Marcus sacó la cabeza por la ventana.

Había una vista muy amplia, la explanada de Boston Common hasta el estanque de las ranas, Beacon Street, con sus carruajes y sus caballos, la cúpula reluciente del Capitolio. Runkle y Tobey volvían corriendo a casa de Rogers por la acera de ladrillo rojo, con un hombre que llevaba un maletín de cuero y gamuza.

Marcus pasó la mano sobre la mesa.

—Agnes, el profesor Runkle y el señor Tobey no deben ver nada de esto.

—¡No le entiendo!

Marcus levantó un puñado de papeles.

—Esto es en lo que el rector Rogers ha estado trabajando toda la noche. Es importante para él, mucho más importante que cualquiera de nosotros, más importante que el Instituto —ella siguió con la mirada fija, impasible. Él le cogió la mano—. Por favor, Aggie, debe creerme. No pueden encontrarlos aquí.

—¿Y qué va a hacer? —preguntó ella. Al sentir su mano dio un salto y apartó la suya.

—Guardarlo todo a salvo para que pueda reanudar su trabajo en cuanto se recupere.

Ambos miraron al hombre en el suelo con preocupación y dudas ante la perspectiva.

—¿Tiene que ver con los desastres?

—¿Cómo lo sabe? —preguntó él.

De nuevo, pasos en la escalera. Marcus miró por la ventana. Ya no se veía a Runkle, a Tobey ni al médico.
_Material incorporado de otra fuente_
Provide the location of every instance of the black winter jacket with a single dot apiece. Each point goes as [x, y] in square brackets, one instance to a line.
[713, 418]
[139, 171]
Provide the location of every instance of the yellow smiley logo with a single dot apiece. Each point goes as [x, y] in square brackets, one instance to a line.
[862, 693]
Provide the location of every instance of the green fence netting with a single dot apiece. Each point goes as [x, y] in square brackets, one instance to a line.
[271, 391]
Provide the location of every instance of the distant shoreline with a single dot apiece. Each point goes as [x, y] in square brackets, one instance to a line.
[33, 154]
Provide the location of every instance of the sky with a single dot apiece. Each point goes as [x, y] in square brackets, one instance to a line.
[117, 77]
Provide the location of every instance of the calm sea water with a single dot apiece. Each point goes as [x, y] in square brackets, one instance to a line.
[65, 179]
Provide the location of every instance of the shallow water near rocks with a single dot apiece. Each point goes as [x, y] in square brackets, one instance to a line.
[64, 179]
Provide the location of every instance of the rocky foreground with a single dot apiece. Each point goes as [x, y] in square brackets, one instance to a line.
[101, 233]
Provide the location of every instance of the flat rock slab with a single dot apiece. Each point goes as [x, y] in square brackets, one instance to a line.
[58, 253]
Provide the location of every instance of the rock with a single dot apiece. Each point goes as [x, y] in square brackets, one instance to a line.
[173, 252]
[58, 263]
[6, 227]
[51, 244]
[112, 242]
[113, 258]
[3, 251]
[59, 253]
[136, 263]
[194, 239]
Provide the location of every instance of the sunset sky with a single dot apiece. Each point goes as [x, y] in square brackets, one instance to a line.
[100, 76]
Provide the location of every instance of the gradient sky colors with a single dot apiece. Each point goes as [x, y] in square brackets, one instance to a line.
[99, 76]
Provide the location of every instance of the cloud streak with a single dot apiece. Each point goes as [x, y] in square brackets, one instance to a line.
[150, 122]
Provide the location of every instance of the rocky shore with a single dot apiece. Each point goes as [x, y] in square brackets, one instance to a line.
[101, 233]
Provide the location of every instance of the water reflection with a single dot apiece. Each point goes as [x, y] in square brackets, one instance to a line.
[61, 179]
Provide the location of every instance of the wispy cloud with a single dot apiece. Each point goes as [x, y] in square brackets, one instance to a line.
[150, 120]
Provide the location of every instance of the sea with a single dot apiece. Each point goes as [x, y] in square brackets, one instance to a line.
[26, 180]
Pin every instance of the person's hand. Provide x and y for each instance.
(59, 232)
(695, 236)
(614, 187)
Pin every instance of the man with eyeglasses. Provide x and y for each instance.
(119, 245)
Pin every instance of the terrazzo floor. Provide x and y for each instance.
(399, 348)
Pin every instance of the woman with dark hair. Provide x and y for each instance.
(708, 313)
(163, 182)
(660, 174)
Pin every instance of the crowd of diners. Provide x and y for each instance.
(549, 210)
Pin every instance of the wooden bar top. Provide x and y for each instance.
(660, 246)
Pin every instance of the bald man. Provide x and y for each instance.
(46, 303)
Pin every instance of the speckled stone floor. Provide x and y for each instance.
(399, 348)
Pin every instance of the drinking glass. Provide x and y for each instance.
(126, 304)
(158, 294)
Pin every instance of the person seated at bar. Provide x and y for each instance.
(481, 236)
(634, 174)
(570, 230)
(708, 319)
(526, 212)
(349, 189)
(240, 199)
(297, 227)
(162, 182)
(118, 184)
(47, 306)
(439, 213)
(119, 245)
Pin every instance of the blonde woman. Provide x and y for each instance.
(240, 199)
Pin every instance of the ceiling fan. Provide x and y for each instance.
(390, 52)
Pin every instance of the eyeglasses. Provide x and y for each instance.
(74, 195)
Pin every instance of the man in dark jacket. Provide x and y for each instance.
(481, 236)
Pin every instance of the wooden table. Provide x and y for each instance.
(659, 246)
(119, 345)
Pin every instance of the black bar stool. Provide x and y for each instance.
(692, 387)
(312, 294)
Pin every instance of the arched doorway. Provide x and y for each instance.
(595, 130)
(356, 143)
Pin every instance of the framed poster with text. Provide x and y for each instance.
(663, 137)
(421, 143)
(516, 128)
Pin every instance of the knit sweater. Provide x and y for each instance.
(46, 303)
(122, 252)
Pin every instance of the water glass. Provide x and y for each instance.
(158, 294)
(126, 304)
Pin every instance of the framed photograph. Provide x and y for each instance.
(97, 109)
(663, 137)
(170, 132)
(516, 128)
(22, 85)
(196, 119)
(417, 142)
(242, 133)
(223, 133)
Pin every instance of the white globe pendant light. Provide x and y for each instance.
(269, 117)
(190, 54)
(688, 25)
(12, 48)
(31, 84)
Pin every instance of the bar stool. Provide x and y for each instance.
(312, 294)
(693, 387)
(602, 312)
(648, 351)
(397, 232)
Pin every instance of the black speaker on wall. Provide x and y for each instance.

—¡Están ya dentro de la casa! —dijo, y se dio la vuelta, pero Agnes había desaparecido.

Un momento después, reapareció con una cartera de cuero rojo. Él la abrió y metió a toda prisa el montón entero de papeles en ella. Al instante entró el doctor con el maletín, seguido de Runkle, Tobey y más criados. Tras un breve examen y unos cuantos susurros intercambiados con Runkle, el médico ordenó a los criados que le ayudaran a llevar a Rogers a la cama.

—Señor Mansfield.

Marcus había retrocedido hacia la puerta cuando le llamó Runkle.

—¿Señor? —giró ligeramente su cuerpo para que la cartera no estuviera tan a la vista.

—Gracias a Dios que está usted aquí. Vuelva enseguida al Instituto y dígales que el rector Rogers ha sufrido otro ataque de apoplejía. ¿Qué vamos a hacer sin él?… ¡Que la Providencia proteja nuestro futuro!

Marcus susurró a la doncella al salir de la habitación:

—Gracias, señorita Agnes.

Ella lanzó al joven una mirada suplicante que él no supo interpretar, y luego se reunió con los demás criados al lado de su señor caído.